Das Projekt vollzieht sich in vier Stufen bzw. Abschnitten:

1. Aufklärung – Informationsbeschaffung – Akquise (Performance)

Zwei oder drei RR-Teams (bestehend aus Expert*innen, Performer*innen, Aktivist*innen, Handwerker*innen) schwärmen zur Beschaffung von Retouren aus: das geschieht sowohl im öffentlichen Raum und im direkten Kontakt mit Online-Shopper*innen (Aktionen vor Paketabgabestellen) als auch durch die Herstellung von Geschäftsbeziehungen mit Online-Versandhäusern wie Otto, Zalando und dgl. Vordergründiges Ziel dieser Tätigkeit ist entweder die Verhinderung von Retoursendungen durch Passendmachen, Umwerten und Aneignen oder die Beschaffung von retournierten Kleidungsstücken, die zur Vernichtung oder für ein Restleben als B-Ware bestimmt sind (die Teams sind mit einer gewissen Verhandlungsmacht ausgestattet, können Gegenleistungen von Urkunden über Workshop- und Änderungsangebote bis zu kleinen Geldbeträgen anbieten – den Firmen etwa die Übernahme der Schenkungssteuer oder bereits geschredderter Teile). Gleichzeitig dienen diese Auftritte auch der Informationsbeschaffung über Bedürfnisse und Verhalten von Konsument*innen und Firmen in der Retourenfrage, sowie der Aufklärungsarbeit. Die Teams aus performativ versierten Akteur*innen erarbeiten jeweils Skripts für diese Auftritte, die ihr Ziel weniger mit den Zeigefinger als mit Unterhaltung erreichen sollen, führen sie durch und dokumentieren sie.
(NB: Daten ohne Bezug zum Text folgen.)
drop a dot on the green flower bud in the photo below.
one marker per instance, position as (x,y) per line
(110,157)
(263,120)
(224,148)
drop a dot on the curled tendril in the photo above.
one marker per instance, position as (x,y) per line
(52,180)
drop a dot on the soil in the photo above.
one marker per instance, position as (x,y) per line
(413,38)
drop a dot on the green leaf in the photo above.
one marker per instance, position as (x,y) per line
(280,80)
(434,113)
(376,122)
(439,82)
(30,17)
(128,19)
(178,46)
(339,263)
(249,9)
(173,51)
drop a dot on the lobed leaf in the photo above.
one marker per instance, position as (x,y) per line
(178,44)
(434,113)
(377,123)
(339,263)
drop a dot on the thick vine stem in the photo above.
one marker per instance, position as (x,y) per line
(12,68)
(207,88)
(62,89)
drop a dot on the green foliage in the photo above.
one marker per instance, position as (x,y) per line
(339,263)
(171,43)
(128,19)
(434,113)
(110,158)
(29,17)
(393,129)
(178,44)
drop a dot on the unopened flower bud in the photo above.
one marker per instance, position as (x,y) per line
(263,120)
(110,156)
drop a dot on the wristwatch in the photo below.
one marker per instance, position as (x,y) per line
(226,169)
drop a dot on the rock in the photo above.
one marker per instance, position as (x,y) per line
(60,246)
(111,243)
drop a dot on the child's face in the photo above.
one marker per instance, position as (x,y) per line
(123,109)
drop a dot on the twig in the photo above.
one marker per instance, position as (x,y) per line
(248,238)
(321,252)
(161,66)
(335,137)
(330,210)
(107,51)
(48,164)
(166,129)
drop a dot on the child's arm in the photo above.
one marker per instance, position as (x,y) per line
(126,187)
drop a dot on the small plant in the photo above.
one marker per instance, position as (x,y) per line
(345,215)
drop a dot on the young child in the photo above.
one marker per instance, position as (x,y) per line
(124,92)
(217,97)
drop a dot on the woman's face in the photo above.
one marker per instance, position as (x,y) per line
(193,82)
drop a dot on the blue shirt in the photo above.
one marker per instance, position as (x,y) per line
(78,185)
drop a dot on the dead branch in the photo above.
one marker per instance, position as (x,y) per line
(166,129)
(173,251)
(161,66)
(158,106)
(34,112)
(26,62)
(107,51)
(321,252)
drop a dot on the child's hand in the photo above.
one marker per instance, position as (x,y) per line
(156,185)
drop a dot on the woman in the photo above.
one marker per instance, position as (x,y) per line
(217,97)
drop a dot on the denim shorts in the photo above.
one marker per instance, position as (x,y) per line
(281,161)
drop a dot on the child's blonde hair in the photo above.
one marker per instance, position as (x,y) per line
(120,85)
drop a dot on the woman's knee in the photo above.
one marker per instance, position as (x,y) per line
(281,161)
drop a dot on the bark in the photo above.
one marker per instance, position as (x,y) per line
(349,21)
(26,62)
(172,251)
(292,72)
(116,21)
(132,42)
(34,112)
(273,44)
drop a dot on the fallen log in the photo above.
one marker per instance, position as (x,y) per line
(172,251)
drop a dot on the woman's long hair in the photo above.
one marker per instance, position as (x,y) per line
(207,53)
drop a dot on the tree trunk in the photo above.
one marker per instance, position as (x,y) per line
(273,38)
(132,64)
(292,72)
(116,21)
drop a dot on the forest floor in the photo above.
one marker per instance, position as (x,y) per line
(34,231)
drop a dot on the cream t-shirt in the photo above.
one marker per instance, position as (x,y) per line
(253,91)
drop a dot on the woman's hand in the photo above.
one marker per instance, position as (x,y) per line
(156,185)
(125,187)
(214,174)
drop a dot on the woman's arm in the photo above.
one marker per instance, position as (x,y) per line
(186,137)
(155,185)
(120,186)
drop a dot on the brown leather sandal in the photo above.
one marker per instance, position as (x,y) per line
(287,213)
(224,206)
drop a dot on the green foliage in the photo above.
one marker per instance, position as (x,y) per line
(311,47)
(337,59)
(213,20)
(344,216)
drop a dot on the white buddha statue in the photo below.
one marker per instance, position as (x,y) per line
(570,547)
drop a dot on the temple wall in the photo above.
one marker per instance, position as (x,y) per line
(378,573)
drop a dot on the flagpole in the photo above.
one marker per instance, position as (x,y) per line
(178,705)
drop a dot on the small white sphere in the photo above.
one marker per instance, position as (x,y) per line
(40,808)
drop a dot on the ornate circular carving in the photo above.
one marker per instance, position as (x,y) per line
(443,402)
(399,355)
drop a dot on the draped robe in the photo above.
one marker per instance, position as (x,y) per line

2. Aufwertung der akquirierten Stücke durch Umarbeitung und Rebranding (Design / Produktion)

Die akquirierten Teile werden je nach Notwendigkeit von versierten Upcyclern umgearbeitet und/oder mit einem von Künstler*innen/Designer*innen entworfenen RR-Logo (inklusiver Angabe der Rettungsumstände und des Rettungsdatums) versehen und so wieder begehrenswert gemacht: Eine Art Kollektion entsteht.

3. Gründung eines RR Labels mit Laden bzw. Tauschbörse (Pop-up-Store / Ritual)

Die akquirierten, bearbeiteten und in einem öffentlichen Ritual wiederbelebten Stücke werden in einem analogen Pop-up-Store zum Verkauf und zum Tausch angeboten. Der Store findet als temporäres Pilotprojekt statt, aber mit dem Ziel einer Verstetigung. Tauschen kann, wer ein Stück vorbeibringt, statt es zu retournieren. Auch Tauschstücke werden in der erwähnten Art bearbeitet und mit dem RR-Logo gebrandet. Mit dem Verkaufserlös werden weitere Retouren gerettet.

4. Information über Retourenirrsinn und Alternativen (Dokumentation/PR)

Der gesamte Prozess wird im Netz dokumentiert (Blog, FB und/oder Instagram) und so erfahrungsnah über Folgeschäden exzessiven Online-Konsums und die Freuden seiner Vermeidung informiert.
Was sind unsere Ziele?
1. Recherche, Strategieentwicklung und Durchführung notwendiger Vorarbeiten zur Kontaktaufnahme mit Endverbraucher*innen und großen Onlinehändlern (interne Dokumentation).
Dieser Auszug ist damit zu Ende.